Wie verrückt die Gedankengänge des Spaßvogels sind, beweisen nicht zuletzt Songtitel wie „Professorship At The Leningrad Conservatory“, „Argument About Pie“ oder „A Thunderous Ovation Shook The Columns“. „Es gab schon die Überlegung, auf einen fixen Sänger zurückzugreifen, aber ich würde mir das Vorab-Textschreiben nicht nehmen lassen und mit diesen verrückten Gedanken, die mein Gehirn durchziehen, müsste jemand anders erst einmal klarkommen.“ Auch auf „Werewolves Of Portland“ geht es Gilbert um das Weiterkommen, das Verfeinern und Entwickeln. „Alles geht immer in der Gemeinschaft mit deinen Händen und deinem Gehör. Wenn du da eine gute Verbindung herstellen kannst, hast du den Dreh raus. Es gibt nichts Leichteres als auf einem Instrument einen wirklich schlechten Song zu spielen. Ein paar Riffs kann jeder zusammenstoppeln, aber du brauchst Melodien und ein System. Ich selbst benötigte fast vier Jahrzehnte, bis ich mich für Melodien zu interessieren begann. Früher dachte ich immer, das wäre die Aufgabe des Sängers und der Gitarrist spielt seine Parts dazu.
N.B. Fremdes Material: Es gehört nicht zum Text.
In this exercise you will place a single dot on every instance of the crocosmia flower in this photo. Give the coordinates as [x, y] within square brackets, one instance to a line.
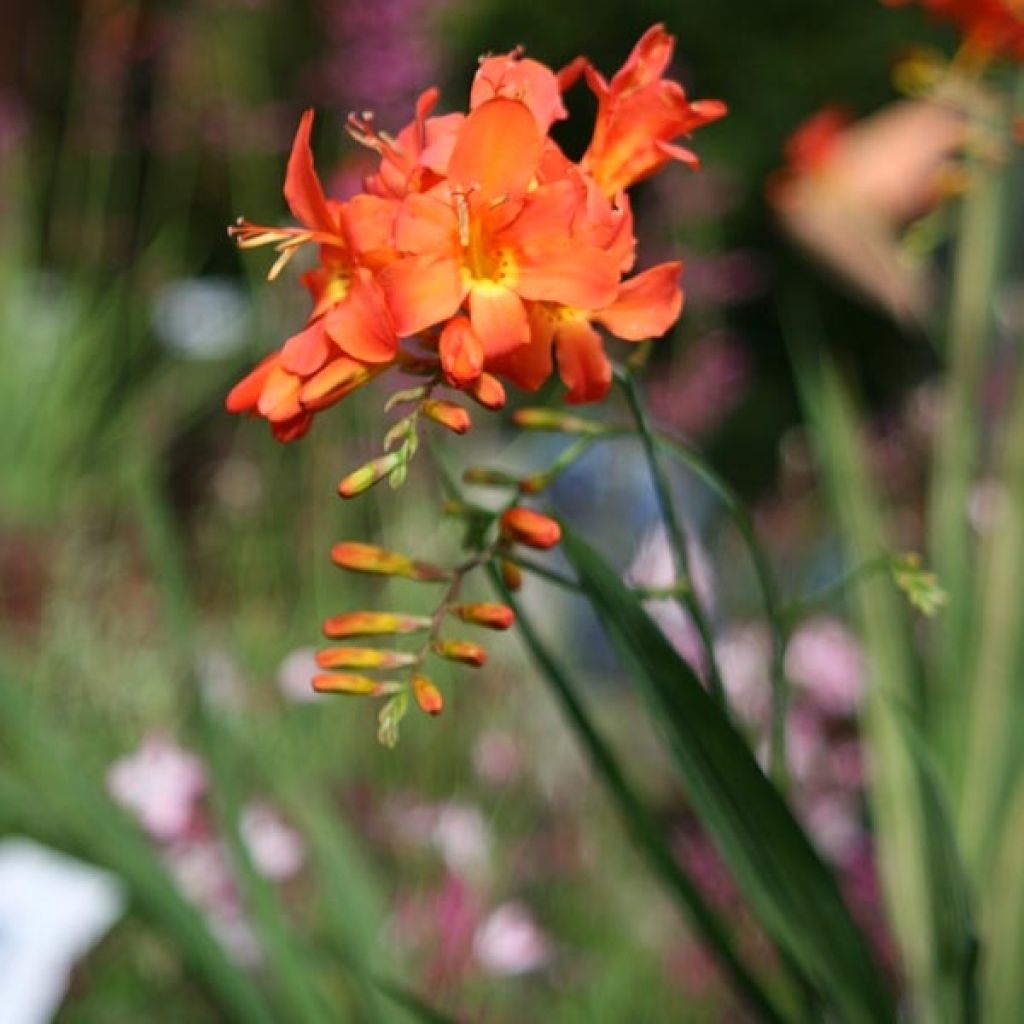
[478, 243]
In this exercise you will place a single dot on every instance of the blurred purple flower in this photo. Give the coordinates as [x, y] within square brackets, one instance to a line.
[381, 55]
[704, 385]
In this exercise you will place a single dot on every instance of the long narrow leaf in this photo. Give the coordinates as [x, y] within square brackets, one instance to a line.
[903, 819]
[791, 891]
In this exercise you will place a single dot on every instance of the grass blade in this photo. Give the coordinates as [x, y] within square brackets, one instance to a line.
[791, 891]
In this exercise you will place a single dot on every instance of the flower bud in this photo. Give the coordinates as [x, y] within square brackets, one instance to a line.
[366, 476]
[487, 391]
[555, 421]
[448, 414]
[365, 624]
[359, 686]
[511, 574]
[523, 525]
[338, 378]
[427, 695]
[462, 651]
[363, 657]
[492, 616]
[370, 558]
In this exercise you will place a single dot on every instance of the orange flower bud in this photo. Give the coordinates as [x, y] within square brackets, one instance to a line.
[359, 686]
[511, 576]
[492, 616]
[365, 624]
[523, 525]
[462, 651]
[427, 695]
[487, 390]
[370, 558]
[363, 657]
[366, 476]
[556, 422]
[448, 414]
[338, 378]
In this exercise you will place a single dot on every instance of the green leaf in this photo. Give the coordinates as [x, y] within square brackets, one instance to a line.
[639, 820]
[73, 804]
[791, 891]
[897, 792]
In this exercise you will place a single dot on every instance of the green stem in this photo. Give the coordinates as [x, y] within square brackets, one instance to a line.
[976, 275]
[770, 592]
[677, 539]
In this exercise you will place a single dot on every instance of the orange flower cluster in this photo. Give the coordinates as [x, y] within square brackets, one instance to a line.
[989, 27]
[477, 237]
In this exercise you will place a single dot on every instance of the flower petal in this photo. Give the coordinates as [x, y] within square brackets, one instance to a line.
[426, 224]
[461, 352]
[647, 304]
[498, 150]
[529, 366]
[582, 363]
[361, 325]
[422, 292]
[303, 192]
[245, 394]
[499, 318]
[306, 351]
[583, 276]
[279, 399]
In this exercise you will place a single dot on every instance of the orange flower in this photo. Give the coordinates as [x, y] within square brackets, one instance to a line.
[349, 333]
[645, 306]
[639, 114]
[418, 159]
[484, 239]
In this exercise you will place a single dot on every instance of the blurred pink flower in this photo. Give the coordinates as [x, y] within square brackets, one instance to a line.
[743, 653]
[509, 942]
[704, 385]
[652, 566]
[162, 784]
[824, 659]
[276, 850]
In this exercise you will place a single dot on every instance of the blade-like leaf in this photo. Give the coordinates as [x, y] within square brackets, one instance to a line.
[897, 792]
[74, 803]
[791, 891]
[638, 819]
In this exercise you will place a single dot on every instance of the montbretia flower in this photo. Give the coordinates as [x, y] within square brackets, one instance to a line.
[522, 525]
[349, 334]
[640, 114]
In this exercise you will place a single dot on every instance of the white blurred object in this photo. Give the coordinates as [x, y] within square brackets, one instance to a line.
[201, 317]
[276, 849]
[295, 676]
[52, 910]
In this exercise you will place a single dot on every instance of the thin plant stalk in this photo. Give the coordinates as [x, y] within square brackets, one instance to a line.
[677, 538]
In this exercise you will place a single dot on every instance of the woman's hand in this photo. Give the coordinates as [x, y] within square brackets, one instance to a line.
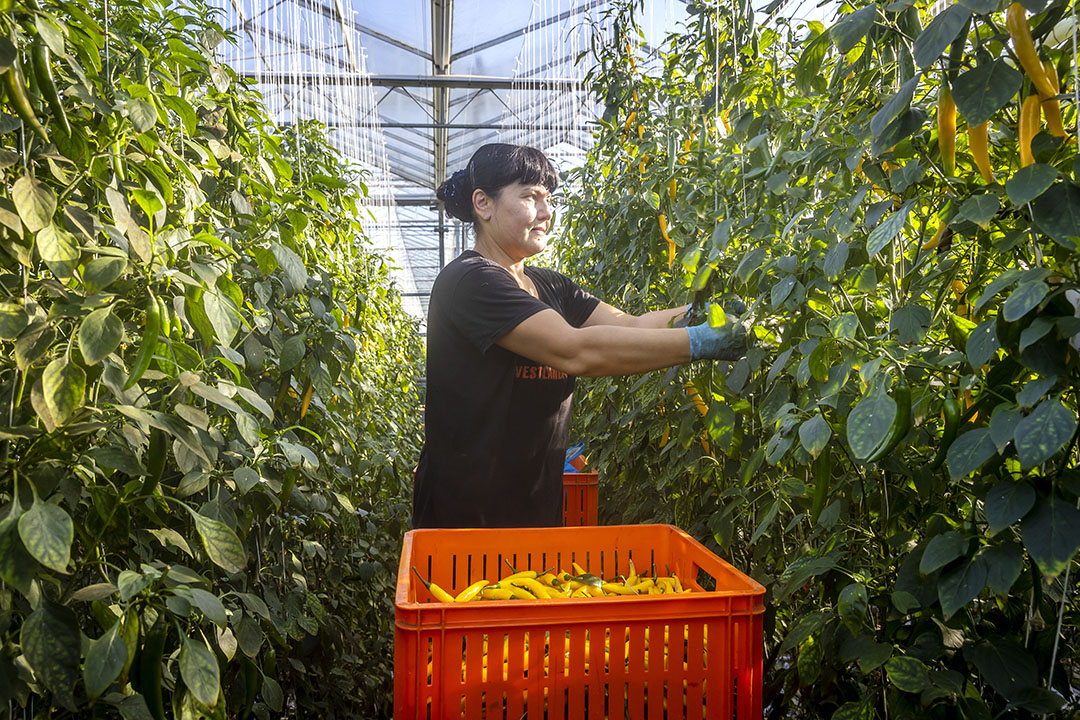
[725, 342]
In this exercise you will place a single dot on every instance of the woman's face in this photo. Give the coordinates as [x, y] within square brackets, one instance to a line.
[520, 217]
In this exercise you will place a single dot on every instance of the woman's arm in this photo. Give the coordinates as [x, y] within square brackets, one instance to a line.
[599, 349]
[605, 314]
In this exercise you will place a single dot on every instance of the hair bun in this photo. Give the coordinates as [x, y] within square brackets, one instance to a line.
[456, 197]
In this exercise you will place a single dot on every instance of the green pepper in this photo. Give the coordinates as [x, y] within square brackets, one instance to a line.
[251, 677]
[46, 84]
[822, 479]
[150, 338]
[21, 102]
[154, 460]
[901, 423]
[150, 667]
[953, 411]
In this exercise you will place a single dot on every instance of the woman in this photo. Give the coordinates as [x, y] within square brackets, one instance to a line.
[505, 342]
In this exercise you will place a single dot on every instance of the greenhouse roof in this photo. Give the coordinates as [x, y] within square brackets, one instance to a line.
[410, 89]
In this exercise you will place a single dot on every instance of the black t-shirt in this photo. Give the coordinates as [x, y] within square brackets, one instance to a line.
[496, 422]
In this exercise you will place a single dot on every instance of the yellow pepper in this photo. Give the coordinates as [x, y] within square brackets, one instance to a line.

Ich verstehe auch nie das Aufwiegen zwischen Gefühl und Technik - das geht nur zusammen. Beides sind Elemente des instrumentalen Ausdrucks und wird viel zu schnell generalisiert. Die Dinge sind nicht so simpel, wie sie scheinen.“

Den Preis bezahlt
Simpel ist bei Gilberts Musik wenig, doch durch seine spät entdeckte Liebe zur Melodie entkommt er der Falle des bloßen Zurschaustellens seiner Fertigkeiten. Und der Nachwuchs schläft nicht, dass weiß er als langjähriger Gitarrenlehrer aus eigener Erfahrung. „Ich lerne von meinen Schülern sehr viel. Sie sind technisch meist besser als ich und haben die richtigen Noten für die richtigen Rhythmen. Da muss ich mich dann bemühen und lernen, wie ich mich in meiner Art ähnlich ausdrücken kann. Eine ungemein spannende Sache. Wenn ich selbst dazulernen will, dann schaue ich aber meist nicht auf andere Gitarristen, sondern auf Sänger, Hornisten, Keyboarder oder Cellisten.“ Mit seiner Karriere hat Gilbert nicht zu hadern, aber sein Ausflug in die Sänger-Gefilde forderte ihren Preis. „Das ist der Grund, warum ich so viel von meinem Gehör verloren habe und wirklich Probleme damit habe. Ansonsten bin ich voller Dankbarkeit für meine Karriere“. Ob es mit Mr. Big noch einmal weitergeht, steht nach dem Tod von Drummer Pat Torpey 2018 in den Sternen. Gilbert erklärt uns aber sicher weiterhin die große bunte Welt der sechssaitigen Streitaxt. Unermüdlich und neugierig.